Stock Markets May 19, 2026 06:52 AM

ServiceNow and Salesforce Join Broader Software Uptick in Premarket Trading

Investors reassess AI-related risks after sharp drawdown as software names tick higher while chipmakers continue to outperform

By Nina Shah INTU CRM WDAY NOW

U.S. software shares moved higher in Tuesday premarket trading, led by ServiceNow, as investors appear to be re-pricing AI-related risks after a notable pullback. Major names including Workday, Zscaler, Salesforce and Intuit advanced, and the iShares Expanded Tech-Software Sector ETF edged up modestly, even as year-to-date performance diverges sharply from the semiconductor sector.

ServiceNow and Salesforce Join Broader Software Uptick in Premarket Trading
INTU CRM WDAY NOW

Key Points

  • ServiceNow led premarket gains with a 3.8% rise after more than an 8% gain on Monday; Workday, Zscaler, Salesforce and Intuit also advanced.
  • The iShares Expanded Tech-Software Sector ETF edged up 0.5% while the ETF is down 12.8% year to date, contrasting with a 55% year-to-date surge in the Philadelphia Semiconductor Index.
  • Investors are reassessing how much AI-related competitive risk is already priced into software stocks following a sharp drawdown.

U.S. software stocks climbed in premarket trading on Tuesday, extending a tentative recovery in a sector that has been under sustained downward pressure. The session's gains were led by ServiceNow, and were broad enough to lift other enterprise and application software names as investors reassessed valuation and risk following a pronounced selloff.

Market movers

ServiceNow paced the advance with a 3.8% increase in premarket trading - following a more than 8% gain on Monday. Workday rose 1.6%, Zscaler added 1.4%, and Salesforce was up 1.0%. Intuit also moved higher by 1.4%. The iShares Expanded Tech-Software Sector ETF, which tracks a wide basket of software companies, inched up 0.5%.

Those moves suggest parts of the software sector may be stabilizing after a protracted period of underperformance. Market participants have spent months debating whether the rise of large language models and AI-native applications could supplant traditional enterprise software offerings - a concern that contributed to the sector's decline.


Performance gap with semiconductors

The divergence with chipmakers has been particularly stark. The iShares software ETF is down 12.8% year to date. By contrast, the Philadelphia Semiconductor Index has surged 55% over the same period, reflecting how capital flows tied to AI development have favored semiconductor stocks.

Investors appear to be weighing whether the recent software rebound reflects a durable re-rating or a short-lived bounce after a steep drawdown.
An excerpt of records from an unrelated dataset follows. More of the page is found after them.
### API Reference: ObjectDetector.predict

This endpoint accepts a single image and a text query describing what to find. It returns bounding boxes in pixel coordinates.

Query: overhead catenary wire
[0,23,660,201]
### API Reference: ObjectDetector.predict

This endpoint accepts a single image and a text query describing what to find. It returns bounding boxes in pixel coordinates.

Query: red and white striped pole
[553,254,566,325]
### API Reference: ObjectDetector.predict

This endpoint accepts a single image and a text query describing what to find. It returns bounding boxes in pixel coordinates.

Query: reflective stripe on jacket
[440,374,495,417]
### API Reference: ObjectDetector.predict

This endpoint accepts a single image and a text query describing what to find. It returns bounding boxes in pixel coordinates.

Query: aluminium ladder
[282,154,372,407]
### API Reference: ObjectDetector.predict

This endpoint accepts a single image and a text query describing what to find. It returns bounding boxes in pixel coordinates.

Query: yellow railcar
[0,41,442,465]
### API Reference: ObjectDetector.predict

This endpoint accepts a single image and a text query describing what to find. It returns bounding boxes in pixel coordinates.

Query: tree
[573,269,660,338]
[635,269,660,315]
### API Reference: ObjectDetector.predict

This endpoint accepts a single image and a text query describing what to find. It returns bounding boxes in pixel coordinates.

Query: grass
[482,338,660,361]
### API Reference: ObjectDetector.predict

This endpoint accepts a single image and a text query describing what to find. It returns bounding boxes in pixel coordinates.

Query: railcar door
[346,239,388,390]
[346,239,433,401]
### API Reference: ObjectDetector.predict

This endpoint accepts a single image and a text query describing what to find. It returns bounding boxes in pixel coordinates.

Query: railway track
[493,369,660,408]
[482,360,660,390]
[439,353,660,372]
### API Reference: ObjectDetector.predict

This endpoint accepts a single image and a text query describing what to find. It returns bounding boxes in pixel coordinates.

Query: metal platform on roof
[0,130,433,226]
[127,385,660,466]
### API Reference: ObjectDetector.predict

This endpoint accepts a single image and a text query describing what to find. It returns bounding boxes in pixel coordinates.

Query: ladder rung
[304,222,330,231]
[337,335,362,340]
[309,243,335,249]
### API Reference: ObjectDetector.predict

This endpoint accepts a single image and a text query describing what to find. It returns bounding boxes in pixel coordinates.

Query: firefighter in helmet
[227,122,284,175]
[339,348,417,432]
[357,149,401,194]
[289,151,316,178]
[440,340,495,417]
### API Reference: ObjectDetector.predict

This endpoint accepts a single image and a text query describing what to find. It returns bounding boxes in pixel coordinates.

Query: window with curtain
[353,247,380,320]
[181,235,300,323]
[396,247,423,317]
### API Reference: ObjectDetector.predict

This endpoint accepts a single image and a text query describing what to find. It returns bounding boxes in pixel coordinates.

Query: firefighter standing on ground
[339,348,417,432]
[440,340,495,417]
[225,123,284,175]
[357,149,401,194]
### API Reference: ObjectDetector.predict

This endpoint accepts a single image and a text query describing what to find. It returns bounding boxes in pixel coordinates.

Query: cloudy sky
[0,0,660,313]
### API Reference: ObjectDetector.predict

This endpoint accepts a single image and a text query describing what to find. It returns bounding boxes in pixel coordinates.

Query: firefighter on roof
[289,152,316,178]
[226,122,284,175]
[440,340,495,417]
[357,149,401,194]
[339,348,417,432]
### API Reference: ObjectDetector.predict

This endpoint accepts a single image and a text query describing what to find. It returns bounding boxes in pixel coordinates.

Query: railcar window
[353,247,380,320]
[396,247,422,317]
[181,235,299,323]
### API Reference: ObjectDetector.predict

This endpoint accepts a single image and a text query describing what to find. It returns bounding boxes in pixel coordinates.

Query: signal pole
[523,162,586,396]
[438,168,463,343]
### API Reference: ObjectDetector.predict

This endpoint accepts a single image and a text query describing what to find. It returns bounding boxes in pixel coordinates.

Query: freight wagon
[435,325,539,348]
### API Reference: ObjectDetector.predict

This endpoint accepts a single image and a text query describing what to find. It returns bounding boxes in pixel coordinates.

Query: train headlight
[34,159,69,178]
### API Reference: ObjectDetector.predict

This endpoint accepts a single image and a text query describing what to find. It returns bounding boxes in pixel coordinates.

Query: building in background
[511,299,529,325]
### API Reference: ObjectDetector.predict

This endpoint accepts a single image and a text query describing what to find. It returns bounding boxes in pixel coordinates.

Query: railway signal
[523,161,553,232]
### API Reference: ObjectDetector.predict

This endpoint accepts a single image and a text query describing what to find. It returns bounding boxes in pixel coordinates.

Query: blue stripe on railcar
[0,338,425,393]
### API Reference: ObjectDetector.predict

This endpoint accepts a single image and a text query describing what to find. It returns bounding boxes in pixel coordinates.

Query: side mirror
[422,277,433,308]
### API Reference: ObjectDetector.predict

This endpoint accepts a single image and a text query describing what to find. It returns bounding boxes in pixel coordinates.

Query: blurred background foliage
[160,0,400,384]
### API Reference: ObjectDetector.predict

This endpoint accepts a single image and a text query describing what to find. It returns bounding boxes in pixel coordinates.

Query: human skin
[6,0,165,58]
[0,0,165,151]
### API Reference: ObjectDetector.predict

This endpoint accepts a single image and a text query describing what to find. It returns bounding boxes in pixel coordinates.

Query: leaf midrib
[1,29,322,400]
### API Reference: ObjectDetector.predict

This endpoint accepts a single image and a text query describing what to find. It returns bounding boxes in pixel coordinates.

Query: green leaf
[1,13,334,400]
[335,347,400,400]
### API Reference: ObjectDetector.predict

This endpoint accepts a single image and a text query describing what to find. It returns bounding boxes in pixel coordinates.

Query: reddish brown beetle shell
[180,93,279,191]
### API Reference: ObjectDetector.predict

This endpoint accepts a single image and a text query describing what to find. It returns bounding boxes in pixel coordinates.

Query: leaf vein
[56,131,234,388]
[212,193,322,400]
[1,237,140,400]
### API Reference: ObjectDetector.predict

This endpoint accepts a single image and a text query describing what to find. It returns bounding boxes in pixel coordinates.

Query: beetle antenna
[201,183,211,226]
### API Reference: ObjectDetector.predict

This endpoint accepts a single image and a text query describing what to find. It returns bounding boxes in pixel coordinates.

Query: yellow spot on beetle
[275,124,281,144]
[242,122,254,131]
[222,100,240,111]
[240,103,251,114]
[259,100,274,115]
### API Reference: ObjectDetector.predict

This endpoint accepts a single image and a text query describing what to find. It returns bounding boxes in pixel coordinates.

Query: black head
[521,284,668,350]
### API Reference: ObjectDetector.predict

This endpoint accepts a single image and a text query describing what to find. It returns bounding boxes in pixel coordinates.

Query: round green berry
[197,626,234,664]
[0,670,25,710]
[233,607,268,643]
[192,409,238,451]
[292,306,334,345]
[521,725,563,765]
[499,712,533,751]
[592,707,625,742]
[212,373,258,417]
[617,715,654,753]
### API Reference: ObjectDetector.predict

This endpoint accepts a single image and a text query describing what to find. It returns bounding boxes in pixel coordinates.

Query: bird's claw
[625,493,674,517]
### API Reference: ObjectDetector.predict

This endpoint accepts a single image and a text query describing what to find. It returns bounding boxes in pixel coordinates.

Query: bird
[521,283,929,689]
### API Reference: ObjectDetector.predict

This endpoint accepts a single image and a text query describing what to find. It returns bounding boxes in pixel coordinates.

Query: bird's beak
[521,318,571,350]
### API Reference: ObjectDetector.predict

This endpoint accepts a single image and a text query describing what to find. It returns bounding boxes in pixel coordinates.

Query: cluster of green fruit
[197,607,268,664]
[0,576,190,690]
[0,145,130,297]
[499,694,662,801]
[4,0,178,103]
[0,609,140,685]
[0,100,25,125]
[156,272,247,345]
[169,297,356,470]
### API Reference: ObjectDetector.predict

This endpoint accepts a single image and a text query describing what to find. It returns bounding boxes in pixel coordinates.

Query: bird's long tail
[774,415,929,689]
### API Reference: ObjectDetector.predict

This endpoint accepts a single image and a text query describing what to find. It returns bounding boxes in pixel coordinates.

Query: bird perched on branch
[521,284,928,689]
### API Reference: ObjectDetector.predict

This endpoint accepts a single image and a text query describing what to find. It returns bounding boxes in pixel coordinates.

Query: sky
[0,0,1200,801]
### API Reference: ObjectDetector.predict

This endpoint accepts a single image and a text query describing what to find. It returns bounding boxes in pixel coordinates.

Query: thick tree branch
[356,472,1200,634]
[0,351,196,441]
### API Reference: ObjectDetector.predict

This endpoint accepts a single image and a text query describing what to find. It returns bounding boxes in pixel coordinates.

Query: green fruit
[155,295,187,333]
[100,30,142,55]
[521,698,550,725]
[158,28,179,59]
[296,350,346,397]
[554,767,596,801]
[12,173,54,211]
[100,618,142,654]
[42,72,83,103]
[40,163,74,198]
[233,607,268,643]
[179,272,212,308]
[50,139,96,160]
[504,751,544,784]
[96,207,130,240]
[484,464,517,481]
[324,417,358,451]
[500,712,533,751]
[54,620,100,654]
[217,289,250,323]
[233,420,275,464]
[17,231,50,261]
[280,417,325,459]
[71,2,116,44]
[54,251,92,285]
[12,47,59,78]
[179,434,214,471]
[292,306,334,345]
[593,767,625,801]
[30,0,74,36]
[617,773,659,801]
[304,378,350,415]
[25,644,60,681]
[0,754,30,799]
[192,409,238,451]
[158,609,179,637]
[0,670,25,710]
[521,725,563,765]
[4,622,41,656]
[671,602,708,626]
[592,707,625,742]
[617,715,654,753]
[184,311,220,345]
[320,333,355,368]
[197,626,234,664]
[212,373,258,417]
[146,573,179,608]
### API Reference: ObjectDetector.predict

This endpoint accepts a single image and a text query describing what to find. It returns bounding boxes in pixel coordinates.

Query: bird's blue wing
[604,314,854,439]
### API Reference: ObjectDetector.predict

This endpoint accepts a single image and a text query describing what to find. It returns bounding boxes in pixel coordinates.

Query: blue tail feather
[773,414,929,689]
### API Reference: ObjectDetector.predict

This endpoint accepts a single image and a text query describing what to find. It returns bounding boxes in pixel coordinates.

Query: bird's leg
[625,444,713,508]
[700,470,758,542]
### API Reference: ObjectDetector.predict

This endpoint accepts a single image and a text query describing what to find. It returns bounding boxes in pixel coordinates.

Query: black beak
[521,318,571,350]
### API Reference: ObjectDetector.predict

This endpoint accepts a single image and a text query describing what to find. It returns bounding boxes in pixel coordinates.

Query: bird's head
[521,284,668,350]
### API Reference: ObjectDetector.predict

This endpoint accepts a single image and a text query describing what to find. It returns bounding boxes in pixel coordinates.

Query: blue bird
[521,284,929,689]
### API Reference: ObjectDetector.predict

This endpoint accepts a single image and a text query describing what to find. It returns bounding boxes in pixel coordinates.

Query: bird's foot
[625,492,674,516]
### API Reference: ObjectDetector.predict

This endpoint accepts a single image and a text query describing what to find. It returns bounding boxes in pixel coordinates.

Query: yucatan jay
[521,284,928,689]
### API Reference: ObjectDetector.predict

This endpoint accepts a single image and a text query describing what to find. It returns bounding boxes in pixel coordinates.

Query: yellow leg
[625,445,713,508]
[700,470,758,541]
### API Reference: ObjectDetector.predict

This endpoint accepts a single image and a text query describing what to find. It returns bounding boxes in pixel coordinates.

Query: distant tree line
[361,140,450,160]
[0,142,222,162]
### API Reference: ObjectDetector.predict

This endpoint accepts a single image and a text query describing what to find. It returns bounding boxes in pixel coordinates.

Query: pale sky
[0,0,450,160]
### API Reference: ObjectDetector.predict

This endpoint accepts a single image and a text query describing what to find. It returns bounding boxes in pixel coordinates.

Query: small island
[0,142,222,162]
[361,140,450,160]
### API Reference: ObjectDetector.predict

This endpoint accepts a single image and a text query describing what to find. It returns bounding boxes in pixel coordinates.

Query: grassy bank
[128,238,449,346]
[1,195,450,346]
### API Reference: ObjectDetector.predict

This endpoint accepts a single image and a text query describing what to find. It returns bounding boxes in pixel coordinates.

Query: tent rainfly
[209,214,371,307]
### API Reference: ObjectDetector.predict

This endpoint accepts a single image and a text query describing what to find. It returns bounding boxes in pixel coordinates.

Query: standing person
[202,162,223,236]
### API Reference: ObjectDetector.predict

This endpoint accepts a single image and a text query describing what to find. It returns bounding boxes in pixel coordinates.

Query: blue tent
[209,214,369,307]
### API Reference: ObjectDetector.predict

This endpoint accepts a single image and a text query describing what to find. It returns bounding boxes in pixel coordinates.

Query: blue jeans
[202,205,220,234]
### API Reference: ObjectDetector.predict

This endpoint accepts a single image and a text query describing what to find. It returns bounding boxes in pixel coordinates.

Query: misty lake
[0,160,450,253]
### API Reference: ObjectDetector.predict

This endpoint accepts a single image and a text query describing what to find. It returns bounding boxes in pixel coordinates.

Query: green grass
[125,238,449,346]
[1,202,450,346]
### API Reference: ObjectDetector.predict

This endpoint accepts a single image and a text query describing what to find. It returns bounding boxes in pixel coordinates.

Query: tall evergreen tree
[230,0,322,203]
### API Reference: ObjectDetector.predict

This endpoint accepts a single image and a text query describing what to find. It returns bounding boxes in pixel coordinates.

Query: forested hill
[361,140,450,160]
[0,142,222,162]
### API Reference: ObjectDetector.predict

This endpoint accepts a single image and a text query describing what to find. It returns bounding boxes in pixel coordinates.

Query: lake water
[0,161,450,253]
Market participants will be watching for evidence that demand for legacy and enterprise software remains resilient in the face of mounting AI competition.

Whether the current move represents a sustained shift in sentiment or merely a temporary relief rally remains uncertain, and market participants will look for additional signals of software demand holding up against the AI competitive threat.

What to watch next

  • Further price action in major software names and the iShares software ETF for confirmation of a trend reversal.
  • Any indications from corporate demand trends that could clarify how AI is affecting traditional software business models.
  • Performance comparisons with semiconductor stocks, which have captured significant AI-related investment flows.

Risks

  • Ongoing uncertainty over whether AI and large language models will materially erode traditional enterprise software business models - impacting software vendors and enterprise IT buyers.
  • Potential for the current uptick to be a temporary relief rally rather than a sustained re-rating, which could leave software stocks vulnerable to further declines if demand weakens.
  • Divergent capital flows favoring semiconductors over software could continue to pressure relative performance for software sector ETFs and software-heavy portfolios.